As RSC neuron has been reported to receive direct excitatory synaptic input from boundary vector cells74, RSC neuron was modeled to receive boundary vector cell spike-evoked excitatory postsynaptic current (\({I}_{{syn}}\)) using double-exponential conductance model75:

$${I}_{{syn}}(t)={g}_{{syn}} * {factor} * ({e}^{-t/{\tau }_{{decay}}}-{e}^{-t/{\tau }_{{rise}}}) * ({V}_{m}-{E}_{{rev}})$$
(13)

where \({g}_{{syn}}\) is the maximal conductance of synapse (0.001087 μS), \({factor}\) is the normalizing constant, \({\tau }_{{decay}}\) is the decay time constant (5 ms), \({\tau }_{{rise}}\) is the rise time constant (4 ms), \({V}_{m}\) is the membrane potential, and \({E}_{{rev}}\) is the reversal potential of the synapse model (0 mV). To simulate a simple vertex cell model receiving boundary vector cell inputs, we assumed that an in silico RSC neuron model received inputs from boundary vector cells that represent each edge of the open chamber. Thus, three, four, and six boundary vector cell-evoked subthreshold synaptic inputs were given to the RSC neuron model in triangle, square, hexagon, and concave polygon open chambers, respectively (Supplementary Fig. 19). All computational models were simulated using NEURON 8.276 with a temperature of 30°C and an integration time step of 0.1 ms. In vivo mouse trajectory data with linear interpolation (0.1 ms interval) was used to build 2D virtual environments for in silico simulation. Simulations were repeated using mice trajectories within each chamber recorded from nine mice in Fig. 1. Simulated spikes were analyzed using the same method that was used for analyzing in vivo experimental data.

Behavior data and Ca2+ signal quality metrics

To validate whether a mouse actively explored behavior chambers, average velocity and angular velocity were calculated for each mouse (Supplementary Table 3). Mice with average velocity less than 2 cm/s in a given chamber were excluded for data analysis as 2 cm/s is approximately 25 percentile value of average velocity distribution of C57BL/6 mice in an open chamber77. To validate whether a mouse explored enough area of a given open chamber, the area of each chamber covered by a mouse trajectory (chamber coverage) was calculated for each mouse (Supplementary Table 3). The positional occupancy of each mouse within an open chamber was discretized into 1.5 cm × 1.5 cm spatial bins, and the number of spatial bins covered by a mouse trajectory was divided by the number of total spatial bins to calculate chamber coverage. Mice with chamber coverage less than 80% were excluded for data analysis.

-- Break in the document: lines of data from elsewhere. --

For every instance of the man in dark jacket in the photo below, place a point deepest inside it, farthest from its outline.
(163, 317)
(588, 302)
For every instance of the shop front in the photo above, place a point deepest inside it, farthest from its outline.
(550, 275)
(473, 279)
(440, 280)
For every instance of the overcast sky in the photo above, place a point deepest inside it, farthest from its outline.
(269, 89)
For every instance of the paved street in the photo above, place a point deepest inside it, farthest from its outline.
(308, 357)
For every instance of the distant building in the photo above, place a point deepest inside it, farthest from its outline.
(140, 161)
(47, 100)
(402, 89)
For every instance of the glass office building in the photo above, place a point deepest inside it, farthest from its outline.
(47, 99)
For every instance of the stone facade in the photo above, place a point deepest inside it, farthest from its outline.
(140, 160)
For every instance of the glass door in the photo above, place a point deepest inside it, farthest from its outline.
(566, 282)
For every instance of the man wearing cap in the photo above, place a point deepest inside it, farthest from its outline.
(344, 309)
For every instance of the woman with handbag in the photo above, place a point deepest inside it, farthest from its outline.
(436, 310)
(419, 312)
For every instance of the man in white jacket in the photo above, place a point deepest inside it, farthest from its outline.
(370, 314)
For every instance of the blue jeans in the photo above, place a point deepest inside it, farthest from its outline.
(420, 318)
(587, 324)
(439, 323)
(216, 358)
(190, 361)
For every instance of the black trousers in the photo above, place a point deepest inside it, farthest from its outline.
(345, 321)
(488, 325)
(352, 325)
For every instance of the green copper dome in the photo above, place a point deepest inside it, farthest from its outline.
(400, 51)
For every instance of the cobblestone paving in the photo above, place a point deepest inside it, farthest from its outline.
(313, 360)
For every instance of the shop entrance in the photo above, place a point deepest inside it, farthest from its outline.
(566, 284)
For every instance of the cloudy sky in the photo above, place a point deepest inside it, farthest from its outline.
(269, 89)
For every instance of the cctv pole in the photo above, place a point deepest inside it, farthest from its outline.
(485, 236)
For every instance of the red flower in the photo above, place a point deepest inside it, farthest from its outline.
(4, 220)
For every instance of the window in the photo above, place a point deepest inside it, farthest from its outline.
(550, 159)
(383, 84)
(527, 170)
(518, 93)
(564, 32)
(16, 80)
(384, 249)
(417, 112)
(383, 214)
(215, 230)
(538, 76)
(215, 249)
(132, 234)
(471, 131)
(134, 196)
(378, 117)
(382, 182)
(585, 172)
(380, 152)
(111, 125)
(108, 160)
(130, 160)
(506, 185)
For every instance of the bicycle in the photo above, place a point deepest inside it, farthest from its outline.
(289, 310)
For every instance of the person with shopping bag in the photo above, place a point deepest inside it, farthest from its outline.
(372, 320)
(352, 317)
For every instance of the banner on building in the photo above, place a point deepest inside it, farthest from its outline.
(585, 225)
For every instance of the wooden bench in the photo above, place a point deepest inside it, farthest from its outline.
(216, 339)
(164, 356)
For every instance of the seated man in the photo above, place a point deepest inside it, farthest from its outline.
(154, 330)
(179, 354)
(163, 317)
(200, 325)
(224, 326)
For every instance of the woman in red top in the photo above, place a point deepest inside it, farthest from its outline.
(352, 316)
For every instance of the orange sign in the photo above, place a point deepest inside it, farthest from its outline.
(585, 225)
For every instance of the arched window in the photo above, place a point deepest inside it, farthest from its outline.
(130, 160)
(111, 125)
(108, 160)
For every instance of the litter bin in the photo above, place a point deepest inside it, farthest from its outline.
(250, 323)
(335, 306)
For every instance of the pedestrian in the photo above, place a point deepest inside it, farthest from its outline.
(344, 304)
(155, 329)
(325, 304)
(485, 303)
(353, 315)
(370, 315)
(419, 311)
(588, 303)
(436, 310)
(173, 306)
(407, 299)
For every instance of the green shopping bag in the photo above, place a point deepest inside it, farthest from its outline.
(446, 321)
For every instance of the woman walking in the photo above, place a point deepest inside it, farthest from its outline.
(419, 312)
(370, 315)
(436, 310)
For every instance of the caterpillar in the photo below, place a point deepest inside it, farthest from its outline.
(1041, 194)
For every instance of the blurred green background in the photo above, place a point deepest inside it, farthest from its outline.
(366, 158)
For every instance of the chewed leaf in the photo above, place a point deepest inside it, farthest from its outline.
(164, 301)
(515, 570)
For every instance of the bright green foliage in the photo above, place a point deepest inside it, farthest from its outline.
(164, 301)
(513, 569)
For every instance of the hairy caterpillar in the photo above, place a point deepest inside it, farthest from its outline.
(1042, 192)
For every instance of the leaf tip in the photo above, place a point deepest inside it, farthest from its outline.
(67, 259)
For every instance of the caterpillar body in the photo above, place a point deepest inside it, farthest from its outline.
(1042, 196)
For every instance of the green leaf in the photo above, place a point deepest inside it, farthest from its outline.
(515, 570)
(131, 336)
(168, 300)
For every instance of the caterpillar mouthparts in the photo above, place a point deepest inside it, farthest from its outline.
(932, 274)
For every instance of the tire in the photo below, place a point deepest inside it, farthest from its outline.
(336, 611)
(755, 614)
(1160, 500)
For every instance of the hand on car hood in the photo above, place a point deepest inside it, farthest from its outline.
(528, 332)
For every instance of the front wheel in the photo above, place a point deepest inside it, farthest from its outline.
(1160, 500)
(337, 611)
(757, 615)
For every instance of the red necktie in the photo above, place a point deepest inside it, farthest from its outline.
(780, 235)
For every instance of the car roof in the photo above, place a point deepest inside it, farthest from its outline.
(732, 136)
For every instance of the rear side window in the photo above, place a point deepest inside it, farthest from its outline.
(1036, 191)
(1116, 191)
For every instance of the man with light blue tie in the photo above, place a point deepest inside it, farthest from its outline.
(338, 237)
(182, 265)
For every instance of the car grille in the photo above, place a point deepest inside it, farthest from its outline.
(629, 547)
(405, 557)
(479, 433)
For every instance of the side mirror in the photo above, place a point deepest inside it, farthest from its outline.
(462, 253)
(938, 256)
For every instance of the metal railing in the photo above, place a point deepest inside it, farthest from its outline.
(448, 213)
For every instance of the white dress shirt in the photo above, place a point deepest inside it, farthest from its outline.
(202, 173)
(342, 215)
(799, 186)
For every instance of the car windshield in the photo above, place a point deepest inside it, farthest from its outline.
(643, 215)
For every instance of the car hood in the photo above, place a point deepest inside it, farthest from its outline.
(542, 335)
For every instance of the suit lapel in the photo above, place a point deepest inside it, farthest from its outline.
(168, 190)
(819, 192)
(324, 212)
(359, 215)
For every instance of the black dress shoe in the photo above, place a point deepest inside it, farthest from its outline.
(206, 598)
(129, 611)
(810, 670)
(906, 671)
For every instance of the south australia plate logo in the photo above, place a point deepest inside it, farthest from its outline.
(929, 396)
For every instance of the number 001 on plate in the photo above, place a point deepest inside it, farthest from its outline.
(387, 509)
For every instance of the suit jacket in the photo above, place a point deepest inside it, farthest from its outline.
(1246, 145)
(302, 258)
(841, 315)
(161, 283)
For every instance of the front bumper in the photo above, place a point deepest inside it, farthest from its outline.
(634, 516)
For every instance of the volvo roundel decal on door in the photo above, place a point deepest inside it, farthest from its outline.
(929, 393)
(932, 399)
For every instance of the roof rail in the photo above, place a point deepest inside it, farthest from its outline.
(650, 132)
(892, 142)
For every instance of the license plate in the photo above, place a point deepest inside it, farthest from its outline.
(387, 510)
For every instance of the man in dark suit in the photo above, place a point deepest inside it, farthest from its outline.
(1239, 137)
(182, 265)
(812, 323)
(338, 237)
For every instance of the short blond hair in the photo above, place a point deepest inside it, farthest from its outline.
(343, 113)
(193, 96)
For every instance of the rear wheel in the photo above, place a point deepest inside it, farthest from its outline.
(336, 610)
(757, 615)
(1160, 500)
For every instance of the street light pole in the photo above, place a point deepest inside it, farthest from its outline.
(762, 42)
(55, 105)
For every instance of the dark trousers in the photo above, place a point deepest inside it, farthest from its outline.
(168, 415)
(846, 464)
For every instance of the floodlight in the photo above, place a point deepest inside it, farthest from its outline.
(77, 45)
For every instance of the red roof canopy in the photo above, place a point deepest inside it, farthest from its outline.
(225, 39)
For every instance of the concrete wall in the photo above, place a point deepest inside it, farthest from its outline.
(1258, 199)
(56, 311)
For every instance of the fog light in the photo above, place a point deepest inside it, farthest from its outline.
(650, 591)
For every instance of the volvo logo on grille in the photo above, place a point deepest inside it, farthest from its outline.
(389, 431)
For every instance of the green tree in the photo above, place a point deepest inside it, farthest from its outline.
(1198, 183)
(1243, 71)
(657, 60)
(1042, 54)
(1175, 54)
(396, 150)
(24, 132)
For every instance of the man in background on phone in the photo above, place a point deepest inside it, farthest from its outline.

To validate the quality of Ca2+ signals, average signal-to-noise ratio, average firing rate, and inter-spike interval of deconvoluted spikes of each neuron were calculated. The signal-to-noise ratio of a neuronal spike was quantified as F/Fo value of the corresponding spike over the standard deviation of the F/Fo values during 1 s before the corresponding spike57. Neurons with average signal-to-noise ratio of spikes lower than 3 were excluded from data analysis, following the previous study62. Also, neurons with firing rates lower than 0.028 Hz (minimum of 50 spikes for 30 min) in the spike raster plots (Supplementary Fig. 23) were excluded following the previously described criteria used in characterizing spatially tuned cells11.

Statistics and reproducibility

Statistical significance was measured using paired or unpaired Student’s t test, or one-way, two-way, repeated measures ANOVA with post hoc Tukey’s test. For circular data, Watson–Williams tests, Watson–Williams multi-sample tests, or Wilcoxon signed-rank test78,79 were used. p value less than 0.05 was considered statistically significant. All statistical tests were two-sided. Immunohistochemistry of GCaMP6s expression (Fig. 1a, Supplementary Fig. 13a) and Ca2+ imaging FOV was checked in all mice (n = 9 mice).

Reporting summary

Further information on research design is available in the Nature Portfolio Reporting Summary linked to this article.